However this does not loop through all the files and seems to get stuck on chromosome 10. Is there a more efficient way to perform this in bash as I am concerned the loop within loop will be too slow.

Timur Shtatland
  • 12,024
  • 2
  • 30
  • 47
DeanR
  • 21
  • 1
  • First, quote the variables. If a `filename` contains spaces `vcftools` will break. Write `"$filename"` instead of `$filename`. Apart from that, I don't see a problem. Especially the loops seem fine. If you keep getting errors maybe there's a problem with `vcftools` or the files. – Socowi Dec 31 '20 at 13:14

1 Answers1

0

However this does not loop through all the files and seems to get stuck on chromosome 10.

I am concerned the loop within loop will be too slow.

Are you sure that it is the for filename in *.vcf.gz which is too slow to loop over all files?

Try to put an echo before vcftools to see if it remain stuck or not.

You need to be sure on what takes too much time in order to be able to make the right choice.

For example if it's vcftools maybe you don't need to wait the end of this command and think about doing some asynchronous treatments.

If there is too much file for one loop, you should also consider make some parallel treatments.

Also, you seems to repeat the loop over all .vcf.gz files twice. It will be probably a little bit more quick to reverse your two loops.

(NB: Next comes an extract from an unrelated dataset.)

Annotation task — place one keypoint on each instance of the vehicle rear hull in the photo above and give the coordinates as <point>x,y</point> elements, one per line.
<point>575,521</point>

Here is an example with parallel and async treatments using bash:

#!/bin/bash

MAX_PARALLEL_PIDS=4 # adjust regarding your own machin capacity (cpu available, etc... it could be dynamically calculated)

declare -a POPS
declare -a PIDS

POPS=("LWK_GBR" "YRI_FIN")

# your heavy treatment in a function
process() {
  pop="${1}"
  filename="${2}"
  firstpop="${pop%%_*}" # no need to call an external program here
  secondpop="${pop#*_}" # same here

  vcftools --gzvcf "${filename}" \
     --weir-fst-pop "/outdir/${firstpop}file" \
     --weir-fst-pop "/outdir/${secondpop}file" \
     --out "/out/${pop}_${filename}"
}

# a function which is usefull to wait all process when your "thread pool" reached its limits
wait_for_pids() {
  for pid in "${PIDS[@]}"; do
    [[ $pid =~ ^[0-9]+ ]] && wait $pid
  done
  unset PIDS
}

i=0
for filename in *.vcf.gz; do
 if [[ $i -ge $MAX_PARALLEL_PIDS ]]; then
   i=0
   wait_for_pids
 fi

 for population in "${POPS[@]}"; do
   process "${population}" "${filename}" & # You won't wait for the end here
   PIDS[$i]=$!
   (( i++ ))
 done
done

# at the end wait for the remaining processes
wait_for_pids

N.B: Putting aside the variables inside a [[ conditions, you should pay attention on quoting your variables that can contain some spaces, especially the files names for example. It will break otherwise.

Idriss Neumann
  • 3,760
  • 2
  • 23
  • 32